Benn makes no mention of the fact that the right to free speech was won by a long history of bitter struggle on the part of working people. Instead he relies on the very institutions that opposed the right of free speech and the extension of the franchise to the mass of the population. His letter appeals to Smith, “I hope that you will be able to re-assure me that those who demonstrate and march down Whitehall will enjoy your full support and the support of the police.” [Emphasis added]
To imagine that Benn’s status as a privy councillor can be used to defend the marchers on Monday is at best a dangerous illusion. Historically, the Privy Council was the body that advised the sovereign. Even in more recent times it is under the name of the Privy Council that the Prime Minister issues Orders in Council without reference to parliament or public discussion.

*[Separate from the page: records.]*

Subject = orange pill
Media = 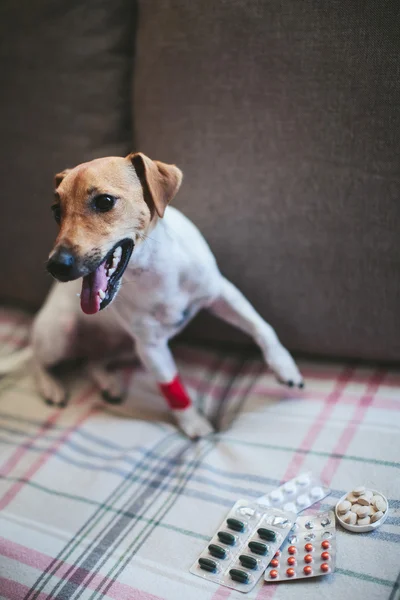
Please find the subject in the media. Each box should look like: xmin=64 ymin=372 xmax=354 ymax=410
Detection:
xmin=270 ymin=569 xmax=278 ymax=579
xmin=321 ymin=563 xmax=330 ymax=573
xmin=304 ymin=554 xmax=313 ymax=564
xmin=274 ymin=550 xmax=281 ymax=558
xmin=321 ymin=540 xmax=330 ymax=550
xmin=303 ymin=566 xmax=313 ymax=576
xmin=288 ymin=546 xmax=297 ymax=555
xmin=270 ymin=558 xmax=279 ymax=568
xmin=286 ymin=568 xmax=295 ymax=577
xmin=321 ymin=551 xmax=330 ymax=561
xmin=304 ymin=543 xmax=313 ymax=552
xmin=287 ymin=556 xmax=296 ymax=566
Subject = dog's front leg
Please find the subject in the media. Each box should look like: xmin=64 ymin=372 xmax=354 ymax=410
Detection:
xmin=135 ymin=340 xmax=214 ymax=439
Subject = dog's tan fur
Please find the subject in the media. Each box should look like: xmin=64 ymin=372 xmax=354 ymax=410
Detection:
xmin=52 ymin=154 xmax=181 ymax=266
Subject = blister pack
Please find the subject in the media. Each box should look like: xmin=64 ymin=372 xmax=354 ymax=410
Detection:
xmin=257 ymin=471 xmax=330 ymax=513
xmin=264 ymin=510 xmax=336 ymax=582
xmin=190 ymin=500 xmax=295 ymax=592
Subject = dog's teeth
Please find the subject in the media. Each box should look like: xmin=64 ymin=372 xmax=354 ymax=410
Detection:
xmin=98 ymin=289 xmax=106 ymax=300
xmin=112 ymin=258 xmax=119 ymax=268
xmin=108 ymin=267 xmax=116 ymax=276
xmin=114 ymin=246 xmax=122 ymax=259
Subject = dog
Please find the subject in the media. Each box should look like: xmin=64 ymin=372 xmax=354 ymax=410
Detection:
xmin=0 ymin=153 xmax=303 ymax=438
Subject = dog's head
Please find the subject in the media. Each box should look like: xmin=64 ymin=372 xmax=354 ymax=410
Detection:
xmin=47 ymin=153 xmax=182 ymax=315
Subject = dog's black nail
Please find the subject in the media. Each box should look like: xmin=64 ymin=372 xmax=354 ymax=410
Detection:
xmin=44 ymin=398 xmax=55 ymax=406
xmin=287 ymin=380 xmax=294 ymax=387
xmin=58 ymin=400 xmax=68 ymax=408
xmin=102 ymin=390 xmax=123 ymax=405
xmin=107 ymin=396 xmax=123 ymax=405
xmin=299 ymin=382 xmax=305 ymax=389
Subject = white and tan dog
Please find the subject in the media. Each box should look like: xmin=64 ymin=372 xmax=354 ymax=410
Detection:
xmin=0 ymin=153 xmax=303 ymax=438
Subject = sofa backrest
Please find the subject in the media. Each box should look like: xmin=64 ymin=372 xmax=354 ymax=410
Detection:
xmin=0 ymin=0 xmax=135 ymax=308
xmin=132 ymin=0 xmax=400 ymax=361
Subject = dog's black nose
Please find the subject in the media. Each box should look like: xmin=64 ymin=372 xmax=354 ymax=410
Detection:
xmin=47 ymin=248 xmax=78 ymax=281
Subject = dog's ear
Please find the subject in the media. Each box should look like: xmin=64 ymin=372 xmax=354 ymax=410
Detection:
xmin=128 ymin=152 xmax=182 ymax=218
xmin=55 ymin=169 xmax=71 ymax=188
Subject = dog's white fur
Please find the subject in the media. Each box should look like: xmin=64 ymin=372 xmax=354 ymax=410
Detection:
xmin=1 ymin=206 xmax=303 ymax=438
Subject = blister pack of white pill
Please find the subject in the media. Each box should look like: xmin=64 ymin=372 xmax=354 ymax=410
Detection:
xmin=190 ymin=499 xmax=296 ymax=592
xmin=264 ymin=510 xmax=336 ymax=582
xmin=257 ymin=472 xmax=330 ymax=513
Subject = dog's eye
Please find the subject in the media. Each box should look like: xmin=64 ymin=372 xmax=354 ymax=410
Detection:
xmin=51 ymin=205 xmax=61 ymax=224
xmin=93 ymin=194 xmax=116 ymax=212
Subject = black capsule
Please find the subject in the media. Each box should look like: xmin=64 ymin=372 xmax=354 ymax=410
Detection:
xmin=208 ymin=544 xmax=226 ymax=559
xmin=230 ymin=568 xmax=250 ymax=584
xmin=217 ymin=531 xmax=236 ymax=545
xmin=199 ymin=557 xmax=217 ymax=572
xmin=239 ymin=554 xmax=258 ymax=570
xmin=248 ymin=541 xmax=268 ymax=555
xmin=226 ymin=517 xmax=245 ymax=532
xmin=257 ymin=528 xmax=277 ymax=542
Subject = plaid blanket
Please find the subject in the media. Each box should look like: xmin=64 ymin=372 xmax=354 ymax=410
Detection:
xmin=0 ymin=308 xmax=399 ymax=600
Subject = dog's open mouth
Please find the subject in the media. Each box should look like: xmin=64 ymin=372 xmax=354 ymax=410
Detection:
xmin=80 ymin=239 xmax=134 ymax=315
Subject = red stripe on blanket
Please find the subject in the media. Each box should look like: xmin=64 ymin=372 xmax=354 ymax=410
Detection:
xmin=256 ymin=370 xmax=387 ymax=600
xmin=0 ymin=386 xmax=96 ymax=511
xmin=184 ymin=376 xmax=400 ymax=412
xmin=0 ymin=578 xmax=48 ymax=600
xmin=0 ymin=538 xmax=165 ymax=600
xmin=281 ymin=367 xmax=354 ymax=481
xmin=211 ymin=588 xmax=232 ymax=599
xmin=1 ymin=332 xmax=400 ymax=409
xmin=322 ymin=370 xmax=386 ymax=482
xmin=0 ymin=410 xmax=64 ymax=480
xmin=253 ymin=369 xmax=354 ymax=600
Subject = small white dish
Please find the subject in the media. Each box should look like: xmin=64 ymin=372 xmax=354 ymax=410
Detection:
xmin=335 ymin=489 xmax=389 ymax=533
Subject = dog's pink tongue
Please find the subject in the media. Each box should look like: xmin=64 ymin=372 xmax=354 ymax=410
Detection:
xmin=80 ymin=261 xmax=108 ymax=315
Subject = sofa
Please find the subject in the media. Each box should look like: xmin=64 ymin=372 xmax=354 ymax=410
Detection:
xmin=0 ymin=2 xmax=399 ymax=599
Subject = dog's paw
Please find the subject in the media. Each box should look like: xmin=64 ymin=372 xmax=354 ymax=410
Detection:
xmin=44 ymin=395 xmax=68 ymax=408
xmin=102 ymin=390 xmax=124 ymax=405
xmin=41 ymin=379 xmax=68 ymax=407
xmin=172 ymin=406 xmax=214 ymax=439
xmin=98 ymin=374 xmax=124 ymax=404
xmin=267 ymin=344 xmax=304 ymax=389
xmin=34 ymin=363 xmax=67 ymax=407
xmin=88 ymin=363 xmax=125 ymax=402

But Benn’s own record as a minister who employed repressive measures against strikers and who established an unaccountable armed force to protect nuclear installations suggests that his reliance on his position in the Privy Council is not the result of political naivety, but rather a desperate attempt to maintain illusions in British parliamentary democracy and to oppose a genuine challenge to the government.
It is indicative of Benn’s politics and those who support his leadership of the Stop the War Coalition that on Thursday October 4, just days after the ban was imposed, he announced his desire to be nominated as Labour’s candidate for Kensington in west London. Whatever anti-war noises he might make, this is subordinate to his continued loyalty towards a party and a government that has moved in lock step with the Bush administration over Iraq.
For the Stop the War Coalition to pretend that a handful of supposedly left Labourites, such as the octogenarian Benn, can pressurise Brown into ending Britain’s war in Iraq, Afghanistan or ending its support for the US over Iran is politically criminal. The only way in which militarism and colonialism and the accompanying attack on democratic rights that is expressed in the ban on Monday’s march can be defeated is by a politically independent movement of working class against the Labour government.